La representación y la lucha en el tema de los menores no acompañados, tanto en la búsqueda de soluciones del conflicto con las autoridades de la ciudad, como en el papel de encargado de muchos de ellos en centros escolares, son una parte valiosa de aprendizaje en su vida. En asuntos de inmigración, sus ojos han visto el gozo de las familias en su reencuentro luego de haber pasado la prueba de estar separados por detenciones, muchas veces injustas del sistema de inmigración. También hace un trascendental aporte cuando de defender los derechos de las familias inmigrantes se trata. Recientemente estuvo presente en las oficinas del Sub-Director de ICE junto a otros líderes religiosos para hablar sobre la sensibilidad hacia los inmigrantes con el propósito de que ellos se sientan más seguros en nuestra comunidad. Su parte favorita de la reunión la comenta con un esbozo de sonrisa en su rostro ya que es una experiencia que marcó su corazón con gozo: “Tuve la bendición de orar en español dentro de esa oficina, dejando así un precedente de mucho valor ahí. La iglesia no debe ser solo culto. En ésta ciudad tenemos la oportunidad de servir, todos tenemos dones y talentos para desarrollar, debemos dar ejemplo a nuestros hijos. Una de mis metas es velar por el crecimiento, desarrollo y educación de las familias a mi cargo”

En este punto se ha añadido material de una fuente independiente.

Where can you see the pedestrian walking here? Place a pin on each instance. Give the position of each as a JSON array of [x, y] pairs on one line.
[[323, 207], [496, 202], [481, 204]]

Con la serenidad que refleja su rostro, puede percibirse la satisfacción del servicio que ha prestado. Este mes de octubre visitó Guatemala, país con el que tiene una marcada amistad puesto que es uno de sus destinos favoritos cuando tiene oportunidad de viajar; pero ésta vez fue con rumbo al lugar de la tragedia por la erupción volcánica, respondiendo así al llamado e invitación que le hiciera el Comité Latinoamericano de apoyar la entrega de donaciones que fueron recaudadas en la ciudad de Lynn con la ayuda de muchas personas de diferentes comunidades. 
Eduardo se siente orgulloso de que la comunidad guatemalteca está prosperando. Han invertido en compra de casas, fundado negocios, buscan una mejor alternativa de educación para sus hijos, y retribuyen a su país de origen cuando éste lo necesita.